SSP - Secondary structure propensities from chemical shifts

AUTHOR: Joseph Marsh (joseph.marsh@igmm.ed.ac.uk)
MRC Human Genetics Unit
Institute of Genetics and Molecular Medicine
University of Edibnurgh

Formerly:
Department of Biochemistry, University of Toronto
Molecular Structure and Function, Hospital for Sick Children

-Feel free to e-mail me with any questions or comments!

REFERENCE:
Marsh, J.A., Singh, V.K., Jia, Z. and Forman-Kay, J.D. 2006. Sensitivity of secondary structure propensities to sequence differences between alpha- and gamma-synuclein: Implications for fibrillation. Protein Science 15(12)2795-2804

INTRODUCTION:
SSP combines chemical shifts from different nuclei into a single secondary propensity (SSP) score representing the expected fraction of alpha or beta secondary structure at a given residue. The contribution of different chemical shifts are weighted by their sensitivity to alpha- and beta-structure.

USAGE:
The program can be run like any Perl script. Unix/Linux/OSX - most likely Perl is already installed. Windows - Install ActiveState Perl or Cygwin.

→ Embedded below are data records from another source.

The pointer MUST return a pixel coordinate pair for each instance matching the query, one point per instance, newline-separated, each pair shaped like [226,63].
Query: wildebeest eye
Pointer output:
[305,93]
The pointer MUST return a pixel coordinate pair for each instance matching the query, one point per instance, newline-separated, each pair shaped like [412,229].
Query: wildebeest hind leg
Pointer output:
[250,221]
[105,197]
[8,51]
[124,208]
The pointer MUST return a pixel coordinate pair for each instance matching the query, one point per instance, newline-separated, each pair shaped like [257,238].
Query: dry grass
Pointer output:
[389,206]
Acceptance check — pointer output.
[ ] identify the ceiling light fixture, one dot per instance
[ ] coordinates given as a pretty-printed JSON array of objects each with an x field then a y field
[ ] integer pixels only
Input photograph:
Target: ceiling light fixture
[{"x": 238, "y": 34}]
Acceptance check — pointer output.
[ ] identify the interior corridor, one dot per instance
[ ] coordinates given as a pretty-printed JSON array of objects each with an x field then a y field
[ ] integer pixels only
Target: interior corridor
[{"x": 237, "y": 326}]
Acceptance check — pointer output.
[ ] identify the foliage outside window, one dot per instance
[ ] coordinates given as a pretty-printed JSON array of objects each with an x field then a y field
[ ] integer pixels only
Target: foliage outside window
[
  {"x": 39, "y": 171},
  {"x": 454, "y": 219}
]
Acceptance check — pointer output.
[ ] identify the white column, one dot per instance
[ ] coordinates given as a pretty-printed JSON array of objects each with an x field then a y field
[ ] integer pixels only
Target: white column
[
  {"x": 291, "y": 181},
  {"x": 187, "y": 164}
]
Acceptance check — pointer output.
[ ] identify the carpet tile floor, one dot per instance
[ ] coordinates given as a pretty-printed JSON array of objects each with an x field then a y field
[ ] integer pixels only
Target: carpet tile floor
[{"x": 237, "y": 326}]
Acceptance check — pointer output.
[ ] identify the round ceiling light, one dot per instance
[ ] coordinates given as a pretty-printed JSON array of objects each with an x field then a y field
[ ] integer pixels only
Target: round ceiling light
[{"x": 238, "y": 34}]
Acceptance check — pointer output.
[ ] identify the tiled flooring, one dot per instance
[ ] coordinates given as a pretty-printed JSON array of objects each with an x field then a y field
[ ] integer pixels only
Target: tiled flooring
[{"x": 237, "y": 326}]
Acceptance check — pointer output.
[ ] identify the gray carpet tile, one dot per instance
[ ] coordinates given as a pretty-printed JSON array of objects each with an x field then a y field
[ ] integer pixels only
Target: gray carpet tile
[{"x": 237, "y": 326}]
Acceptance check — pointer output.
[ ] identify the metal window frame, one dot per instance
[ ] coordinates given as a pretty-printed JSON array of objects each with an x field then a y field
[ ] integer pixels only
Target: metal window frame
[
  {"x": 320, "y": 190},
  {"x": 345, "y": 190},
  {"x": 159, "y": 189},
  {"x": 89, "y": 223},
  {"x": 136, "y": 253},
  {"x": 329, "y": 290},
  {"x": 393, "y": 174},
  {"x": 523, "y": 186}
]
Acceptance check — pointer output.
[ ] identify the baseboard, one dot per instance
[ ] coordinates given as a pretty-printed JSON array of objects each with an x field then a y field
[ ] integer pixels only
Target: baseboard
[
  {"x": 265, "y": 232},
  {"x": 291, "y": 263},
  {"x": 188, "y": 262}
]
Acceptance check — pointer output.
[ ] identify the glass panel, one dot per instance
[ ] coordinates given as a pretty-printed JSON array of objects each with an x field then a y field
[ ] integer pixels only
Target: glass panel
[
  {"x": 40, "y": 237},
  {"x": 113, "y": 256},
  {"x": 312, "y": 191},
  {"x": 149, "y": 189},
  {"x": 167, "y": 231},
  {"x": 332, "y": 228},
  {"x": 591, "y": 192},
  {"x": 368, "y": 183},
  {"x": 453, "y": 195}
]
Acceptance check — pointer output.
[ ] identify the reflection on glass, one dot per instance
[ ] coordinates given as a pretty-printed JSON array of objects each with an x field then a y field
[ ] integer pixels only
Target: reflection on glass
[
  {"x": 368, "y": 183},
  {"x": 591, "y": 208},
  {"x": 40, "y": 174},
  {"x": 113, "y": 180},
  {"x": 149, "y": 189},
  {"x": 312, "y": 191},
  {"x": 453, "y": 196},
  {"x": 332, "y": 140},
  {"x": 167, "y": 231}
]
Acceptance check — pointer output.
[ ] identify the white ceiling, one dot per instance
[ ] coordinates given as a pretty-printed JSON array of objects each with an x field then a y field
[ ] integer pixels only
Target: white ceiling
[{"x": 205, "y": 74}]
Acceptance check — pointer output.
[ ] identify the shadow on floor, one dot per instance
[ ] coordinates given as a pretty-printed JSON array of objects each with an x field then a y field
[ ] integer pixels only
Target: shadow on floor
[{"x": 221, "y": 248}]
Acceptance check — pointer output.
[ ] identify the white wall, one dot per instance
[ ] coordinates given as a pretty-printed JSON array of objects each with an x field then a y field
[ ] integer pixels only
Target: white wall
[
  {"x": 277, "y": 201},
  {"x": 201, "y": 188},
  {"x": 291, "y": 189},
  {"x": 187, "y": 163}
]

perl ssp -s <SEQFILE> -ca <SEQFILE> ...

EXAMPLE:
perl ssp -s eg.seq -ca eg.ca -cb eg.cb -r

FLAGS:
  -s eg.seq: The sequence of your protein in single letter format (REQUIRED)

Chemical shift flags - at least one of these is required:
  -ca eg.ca: Calpha chemical shifts
  -cb eg.cb: Cbeta chemical shifts
  -co eg.co: Carbonyl chemical shifts
  -ha eg.ha: Halpha chemical shifts
  -hn eg.hn: Backbone amide proton chemical shifts
  -n eg.n: Backbone amide nitrogen chemical shifts

  -r: Rereferencing flag. Carbon chemical shifts will be rereferenced. The amount will be shown at the top of the output file. Both CA and CB shifts are required for this (OPTIONAL)
  -o 0.2: Referencing offset will be adjusted by the value given. This occurs after rereferncing if -r is given. (OPTIONAL)
  -m 5: Weighted averaging will occur over the number of residues given. The default is 5. (OPTIONAL)
  -f -1: Offset sequence numbering of the chemical shift files by the value given. Residue 1 must correspond to the first amino acid in the sequence file. (OPTIONAL)
  -d: Secondary chemical shifts flag. Instead of SSP scores, secondary chemical shifts will be output. Use only one type of chemical shift, or if CA and CB are given, CA-CB secondary chemical shifts will be output. No averaging is used. (OPTIONAL)
  -t 10-20: Total average secondary structure over the range give will be output. To show for the whole protein, just use -t 1. These values will be shown at the bottom of the output. (OPTIONAL)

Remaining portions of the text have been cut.